Woods isn’t just a possible departure — he’s the one Clemson fans should probably already be mentally thanking for three years and saying goodbye.

4. T.J. Parker, EDGE — Sack Machine With Nothing Left to Prove

On the edge, T.J. Parker has played his way into the “leave-while-you’re-hot” conversation.

He’s wrecked protections, turned third downs into punting situations and given Clemson the kind of bendy, disruptive presence off the edge that defensive coordinators build game plans around. Another year could make him even richer in the draft, but he already looks like a player who’d hear his name early.

If Woods and Parker both move on, Clemson’s defensive line room goes from “cheat code” to “full rebuild” in one offseason.

5. Avieon Terrell, CB — Ball Hawk With NFL Bloodlines

Avieon Terrell has quietly become one of Clemson’s most valuable defenders.

He’s sticky in coverage, competitive at the catch point and has a knack for getting the ball out.
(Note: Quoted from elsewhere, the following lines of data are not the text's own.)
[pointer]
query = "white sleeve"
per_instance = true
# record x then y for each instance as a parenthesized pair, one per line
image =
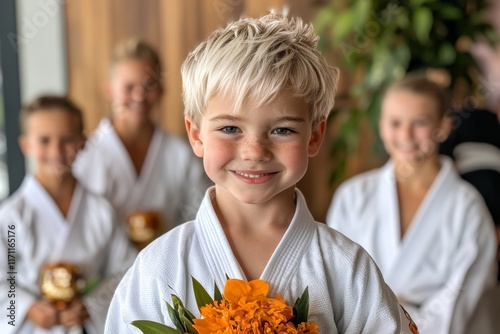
(196, 185)
(137, 297)
(473, 271)
(91, 170)
(120, 256)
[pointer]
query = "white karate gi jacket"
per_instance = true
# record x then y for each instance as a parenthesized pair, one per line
(172, 180)
(444, 262)
(347, 293)
(35, 232)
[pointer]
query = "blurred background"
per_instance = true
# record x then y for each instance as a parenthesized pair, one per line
(64, 47)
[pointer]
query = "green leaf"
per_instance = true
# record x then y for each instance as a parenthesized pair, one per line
(301, 308)
(422, 23)
(324, 19)
(343, 25)
(217, 294)
(450, 12)
(361, 11)
(151, 327)
(447, 54)
(201, 295)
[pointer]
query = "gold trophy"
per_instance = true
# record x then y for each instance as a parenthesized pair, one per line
(61, 283)
(143, 227)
Add in a family name NFL people already trust, and the league’s interest is not a question — only the timing is.

One more strong finish, and Terrell is exactly the kind of corner who hears “you’re ready” from evaluators and never looks back.

Honorable Mention: The Wildcards

Will Heldt, DE — One-Year Rental or Two-Year Anchor?

Portal addition Will Heldt has been exactly what Clemson hoped for: a real bookend opposite Parker.

If his tape pops the way it appears, he’ll have an early-entry decision to make too. If he stays and Parker goes, he becomes the face of the 2026 pass rush. If both leave, Clemson’s edge room is a blank canvas.

The Portal Flight Risks

These aren’t single names as much as profiles — guys who fit what the modern portal looks like:

  • Veteran WRs buried behind Wesco, Moore, Kelley and Smith
  • Quarterbacks who don’t see a clean path to starts behind Vizzina and Denson
  • Linebackers and OL squeezed by new additions and scheme changes

They might not make national headlines, but losing two or three of these players can quietly swing how ready Clemson is to compete in 2026.

Bottom Line: Reload or Roster Shock?

Clemson already knows it will line up in 2026 without Cade Klubnik and Antonio Williams.

If Peter Woods, T.J. Parker, Avieon Terrell and possibly Will Heldt all join them in leaving early — and if the expected trickle of portal departures follows — the Tigers’ roster is going to look very different, very fast.

Whether that’s a reload or a full-on roster shock depends on how many more players decide they’ve played their last snap in orange… and how aggressive Dabo Swinney is willing to be in replacing them.